Piensen por ejemplo en Avenida Mazaryk, en Avenida Reforma en la Ciudad de México; en Avenida Chapultepec en Guadalajara; en Constitución en Monterrey; en el boulevard Pedro Infante en Culiacán. Hay cientos de casos en el país. La infraestructura pública financiada con impuestos de todos, ha dado un gran valor comercial a esos polígonos urbanos. Los propietarios de las superficies de dichos polígonos se han apropiado de esa riqueza al desarrollar verticalmente sus predios pagando poco, o a veces nada, al Estado por un valor generado por la dinámica urbana.

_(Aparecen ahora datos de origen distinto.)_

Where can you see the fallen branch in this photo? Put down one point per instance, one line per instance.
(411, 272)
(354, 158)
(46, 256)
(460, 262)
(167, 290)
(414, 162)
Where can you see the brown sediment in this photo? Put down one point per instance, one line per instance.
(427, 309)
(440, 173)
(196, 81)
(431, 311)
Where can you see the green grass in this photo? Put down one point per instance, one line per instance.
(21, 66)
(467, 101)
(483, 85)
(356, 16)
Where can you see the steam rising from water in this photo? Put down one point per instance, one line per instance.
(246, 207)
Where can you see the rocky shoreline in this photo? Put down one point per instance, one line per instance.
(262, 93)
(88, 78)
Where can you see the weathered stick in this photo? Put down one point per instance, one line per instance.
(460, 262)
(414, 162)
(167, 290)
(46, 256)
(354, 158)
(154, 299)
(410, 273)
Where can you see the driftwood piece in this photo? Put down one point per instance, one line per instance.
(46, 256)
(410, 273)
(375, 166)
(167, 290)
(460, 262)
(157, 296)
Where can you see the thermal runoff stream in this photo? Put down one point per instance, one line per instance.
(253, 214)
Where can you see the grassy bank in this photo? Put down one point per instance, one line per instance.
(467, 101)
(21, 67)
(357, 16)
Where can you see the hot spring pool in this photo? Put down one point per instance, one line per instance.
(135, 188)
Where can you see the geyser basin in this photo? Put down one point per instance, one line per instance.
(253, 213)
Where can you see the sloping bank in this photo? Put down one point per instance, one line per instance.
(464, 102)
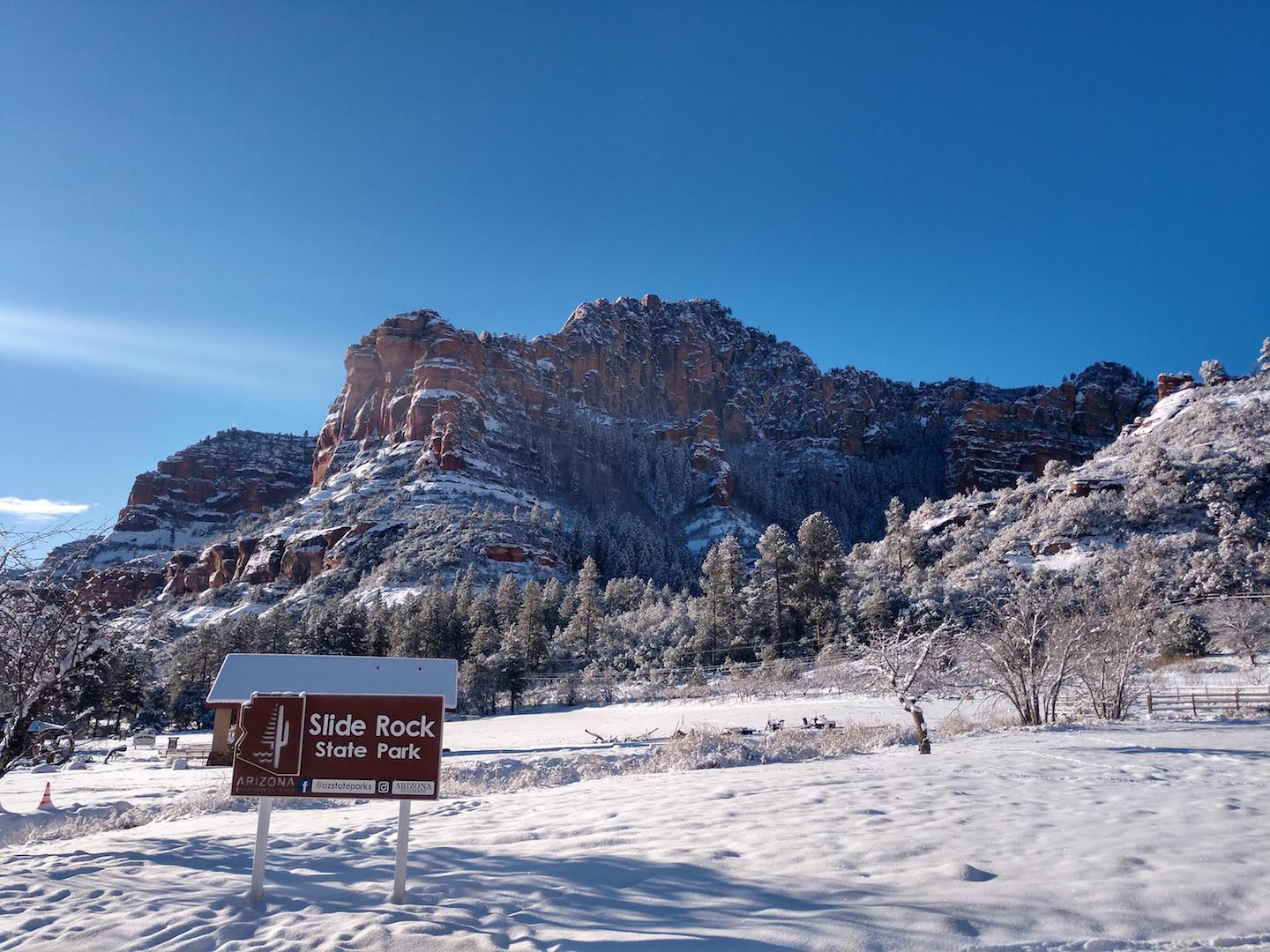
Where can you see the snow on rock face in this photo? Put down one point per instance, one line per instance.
(188, 501)
(435, 420)
(681, 361)
(1058, 839)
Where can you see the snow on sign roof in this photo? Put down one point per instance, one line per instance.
(242, 675)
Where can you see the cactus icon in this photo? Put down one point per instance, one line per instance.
(276, 736)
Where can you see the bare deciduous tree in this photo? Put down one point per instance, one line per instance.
(1113, 623)
(907, 659)
(48, 635)
(1243, 628)
(1015, 649)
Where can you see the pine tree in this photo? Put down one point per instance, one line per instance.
(507, 602)
(773, 574)
(531, 631)
(819, 576)
(721, 585)
(585, 625)
(553, 597)
(900, 544)
(378, 628)
(1213, 372)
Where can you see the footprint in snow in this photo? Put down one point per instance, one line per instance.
(968, 874)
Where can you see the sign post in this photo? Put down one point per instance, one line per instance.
(403, 848)
(262, 844)
(338, 746)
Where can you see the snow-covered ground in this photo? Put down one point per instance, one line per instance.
(1134, 836)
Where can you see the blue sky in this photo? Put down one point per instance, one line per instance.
(201, 205)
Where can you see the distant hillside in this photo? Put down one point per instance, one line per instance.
(639, 435)
(1186, 492)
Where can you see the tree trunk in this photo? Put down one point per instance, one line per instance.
(923, 738)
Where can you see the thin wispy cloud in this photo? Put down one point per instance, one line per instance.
(29, 510)
(250, 361)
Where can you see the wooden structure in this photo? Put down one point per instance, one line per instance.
(1206, 698)
(243, 675)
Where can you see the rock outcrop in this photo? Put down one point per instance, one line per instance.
(441, 439)
(712, 380)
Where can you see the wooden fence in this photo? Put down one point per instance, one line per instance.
(1209, 698)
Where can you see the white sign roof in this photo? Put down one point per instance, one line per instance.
(242, 675)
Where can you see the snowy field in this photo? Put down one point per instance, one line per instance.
(1136, 836)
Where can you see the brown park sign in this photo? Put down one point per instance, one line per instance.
(340, 746)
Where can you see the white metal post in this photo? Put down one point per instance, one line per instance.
(403, 847)
(262, 844)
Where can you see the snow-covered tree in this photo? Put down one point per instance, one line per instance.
(1018, 651)
(819, 576)
(721, 587)
(1244, 628)
(587, 617)
(906, 660)
(1213, 372)
(770, 605)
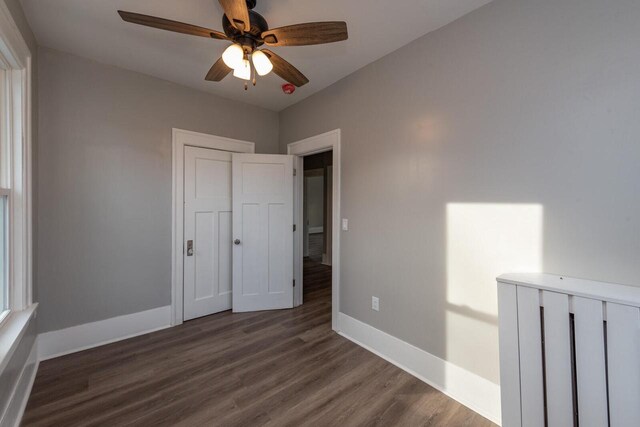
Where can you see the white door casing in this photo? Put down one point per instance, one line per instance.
(262, 232)
(207, 232)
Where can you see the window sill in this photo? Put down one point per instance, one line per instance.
(12, 330)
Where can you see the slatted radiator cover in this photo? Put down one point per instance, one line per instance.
(569, 352)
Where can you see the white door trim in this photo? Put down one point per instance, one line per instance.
(329, 141)
(180, 139)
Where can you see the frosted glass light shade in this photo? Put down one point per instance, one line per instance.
(243, 71)
(262, 63)
(233, 56)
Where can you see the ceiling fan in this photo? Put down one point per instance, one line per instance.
(248, 31)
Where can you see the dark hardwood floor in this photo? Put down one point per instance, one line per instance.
(278, 368)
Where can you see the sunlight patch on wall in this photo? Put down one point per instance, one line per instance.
(485, 240)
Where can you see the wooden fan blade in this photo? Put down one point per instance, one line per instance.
(175, 26)
(306, 34)
(238, 13)
(218, 71)
(286, 70)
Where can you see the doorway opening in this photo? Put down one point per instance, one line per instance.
(317, 214)
(309, 270)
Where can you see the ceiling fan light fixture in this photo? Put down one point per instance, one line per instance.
(243, 71)
(233, 56)
(262, 63)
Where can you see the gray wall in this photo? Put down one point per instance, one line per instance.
(105, 183)
(521, 118)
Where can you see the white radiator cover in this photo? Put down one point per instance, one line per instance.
(569, 352)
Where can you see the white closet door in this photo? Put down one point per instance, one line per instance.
(207, 232)
(262, 232)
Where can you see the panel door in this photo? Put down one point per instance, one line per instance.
(207, 232)
(262, 232)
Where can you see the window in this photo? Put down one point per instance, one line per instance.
(4, 282)
(5, 193)
(15, 170)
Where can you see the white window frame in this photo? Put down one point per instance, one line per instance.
(15, 59)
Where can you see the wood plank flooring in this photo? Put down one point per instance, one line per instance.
(277, 368)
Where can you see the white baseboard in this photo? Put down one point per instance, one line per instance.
(18, 403)
(473, 391)
(82, 337)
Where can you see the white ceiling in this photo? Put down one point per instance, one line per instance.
(93, 29)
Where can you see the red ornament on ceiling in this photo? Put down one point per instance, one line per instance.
(288, 88)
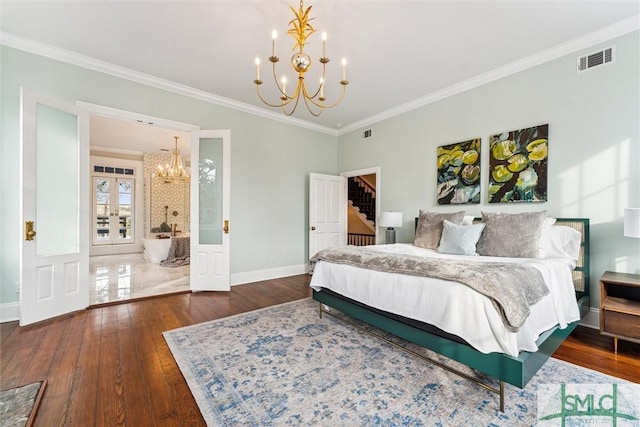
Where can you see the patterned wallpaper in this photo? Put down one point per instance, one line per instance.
(174, 195)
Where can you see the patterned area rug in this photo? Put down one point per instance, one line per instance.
(283, 365)
(18, 406)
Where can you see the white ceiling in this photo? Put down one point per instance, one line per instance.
(398, 52)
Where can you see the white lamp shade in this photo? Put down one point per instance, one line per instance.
(391, 219)
(632, 222)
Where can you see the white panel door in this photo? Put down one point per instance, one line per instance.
(327, 212)
(210, 209)
(54, 262)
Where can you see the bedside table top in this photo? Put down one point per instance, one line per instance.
(621, 278)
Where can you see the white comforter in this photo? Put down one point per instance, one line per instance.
(452, 306)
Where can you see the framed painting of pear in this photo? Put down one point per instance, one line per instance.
(518, 165)
(459, 173)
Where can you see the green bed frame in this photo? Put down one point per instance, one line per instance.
(513, 370)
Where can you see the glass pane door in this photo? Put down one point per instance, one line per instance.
(57, 212)
(125, 209)
(102, 210)
(113, 210)
(210, 186)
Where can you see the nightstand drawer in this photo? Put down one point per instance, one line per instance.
(622, 324)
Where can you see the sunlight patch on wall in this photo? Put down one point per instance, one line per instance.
(598, 188)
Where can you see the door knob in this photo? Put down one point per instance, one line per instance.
(29, 232)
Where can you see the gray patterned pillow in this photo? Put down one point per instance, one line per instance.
(511, 235)
(429, 229)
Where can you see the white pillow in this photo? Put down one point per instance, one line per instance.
(468, 220)
(564, 242)
(459, 239)
(543, 244)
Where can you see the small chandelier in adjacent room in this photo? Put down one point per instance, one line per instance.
(300, 30)
(174, 171)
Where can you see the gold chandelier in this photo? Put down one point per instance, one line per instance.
(300, 30)
(174, 171)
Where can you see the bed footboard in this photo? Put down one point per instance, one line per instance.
(513, 370)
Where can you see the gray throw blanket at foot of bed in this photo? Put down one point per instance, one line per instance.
(513, 288)
(179, 252)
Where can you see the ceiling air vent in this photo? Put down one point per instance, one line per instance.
(595, 59)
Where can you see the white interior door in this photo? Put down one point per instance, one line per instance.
(327, 212)
(54, 259)
(210, 209)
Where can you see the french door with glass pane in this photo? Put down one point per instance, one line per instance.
(113, 210)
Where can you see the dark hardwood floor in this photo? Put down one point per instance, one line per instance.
(110, 365)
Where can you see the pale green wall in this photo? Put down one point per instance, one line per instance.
(594, 140)
(270, 161)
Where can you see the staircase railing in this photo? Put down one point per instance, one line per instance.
(363, 196)
(356, 239)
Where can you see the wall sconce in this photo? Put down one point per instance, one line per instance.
(390, 220)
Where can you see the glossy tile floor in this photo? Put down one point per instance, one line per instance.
(128, 276)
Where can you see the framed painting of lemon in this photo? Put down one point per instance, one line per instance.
(518, 165)
(459, 173)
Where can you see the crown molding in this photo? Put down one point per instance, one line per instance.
(618, 29)
(73, 58)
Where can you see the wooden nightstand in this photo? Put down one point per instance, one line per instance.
(620, 307)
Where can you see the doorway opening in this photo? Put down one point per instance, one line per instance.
(363, 206)
(130, 235)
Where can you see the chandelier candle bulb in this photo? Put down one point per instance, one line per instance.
(324, 44)
(344, 69)
(257, 69)
(274, 36)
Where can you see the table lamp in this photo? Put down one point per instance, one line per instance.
(390, 220)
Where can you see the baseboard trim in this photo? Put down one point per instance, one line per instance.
(267, 274)
(9, 312)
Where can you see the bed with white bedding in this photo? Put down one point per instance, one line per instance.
(457, 321)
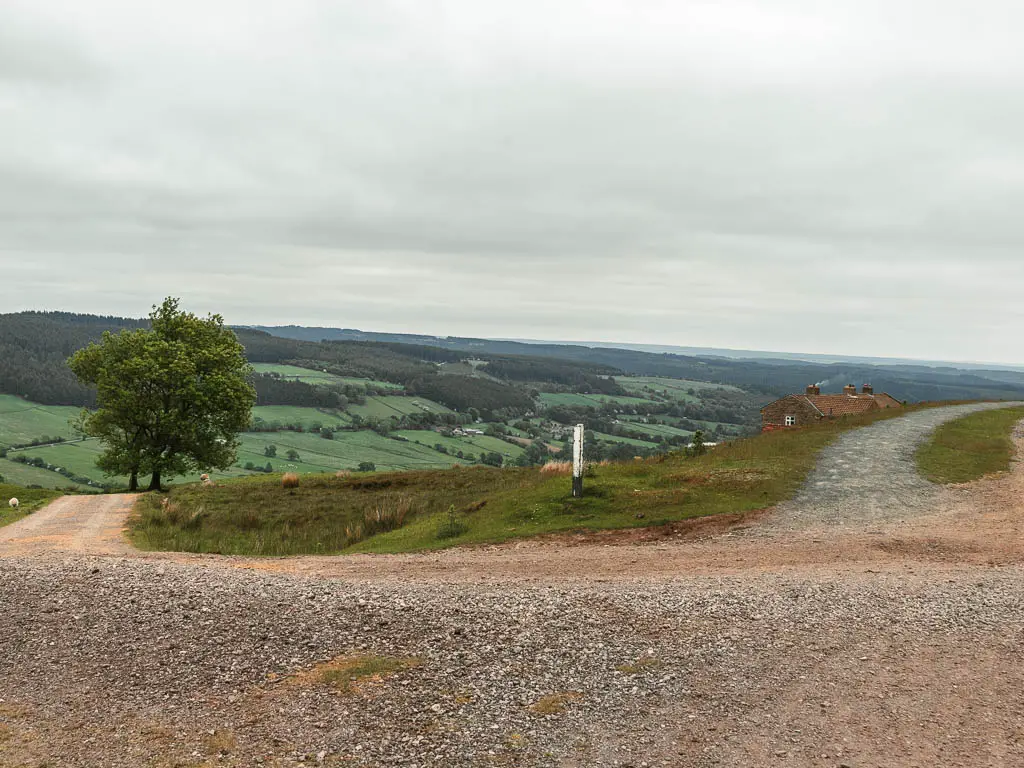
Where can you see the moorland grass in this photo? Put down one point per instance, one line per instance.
(407, 511)
(29, 501)
(970, 448)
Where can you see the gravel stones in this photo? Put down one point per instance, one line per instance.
(142, 663)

Hay muchos casos de apropiación privada de los beneficios generados por el público, los repetidos rescates bancarios por ejemplo, pero el dejar de regalar el espacio urbano está en nuestras manos pero requiere de una coordinación de los tres niveles de gobierno, coordinados por el gobierno federal.
Pongamos dos ejemplos de por qué esto es así. Si un extranjero entra por tierra por el norte del país lo primero que ven (y yo, feliz de citar al Piporro), son nuestras “chulas fronteras”). La República es la primera interesada en tener una imagen urbana que proyecte nuestro país. ¿Quién diseña el plano y la dinámica de las ciudades fronterizas? Quizá un funcionario de segundo orden en el gobierno municipal. La imagen de nuestra frontera debe de ser cincelada con el concurso de la Sedatu, la Conagua, la Semarnat, los gobiernos de los estados fronterizos y por supuesto los municipales. El segundo ejemplo, con los mismo argumentos, son los grandes centros turísticos del país, en donde el INBA y el INAH deben de participar también.
Para que ello ocurra debería de existir una Ley de Coordinación Urbana, sobre todo para ponerse de acuerdo en cómo generar, gestionar y recaudar los ingresos que deberían de provenir de la densidad y el potencial urbanos.
El propietario de una superficie no puede tener el derecho ilimitado de la densidad y el potencial constructivo por encima de su predio. Más allá de cierto nivel (tres, cuatro niveles, por ejemplo), el espacio urbano es público, y debe de ser gestionado de acuerdo con las necesidades de las ciudades y la idea de economía urbana que tien el Estado.
Más allá de la densidad a que los propietarios tienen derecho, el potencial por encima del mismo debe de ser autorizado y tasado por el Estado con el fin de financiar el desarrollo y la movilidad urbanos y el espacio púbico que necesariamente debe acompañar a la verticalidad. Hasta hoy, ese potencial ha sido apropiado por los propietarios a una tasa mínima, lo que significa que el Estado, en sus tres niveles, ha dejado de recaudar muchísimos recursos necesarios para el desarrollo urbano del país.
En las zonas rurales lo que importa es la superficie, no la densidad. En las zonas urbanas la densidad puede llegar a ser más importante que la superficie, y por lo tanto más valiosa. Esa densidad debe de ser producida a partir de un diseño que tenga el interés público como centro: generar ciudades sustentables, y los privados a cambio de la misma deben de contribuir a las haciendas públicas.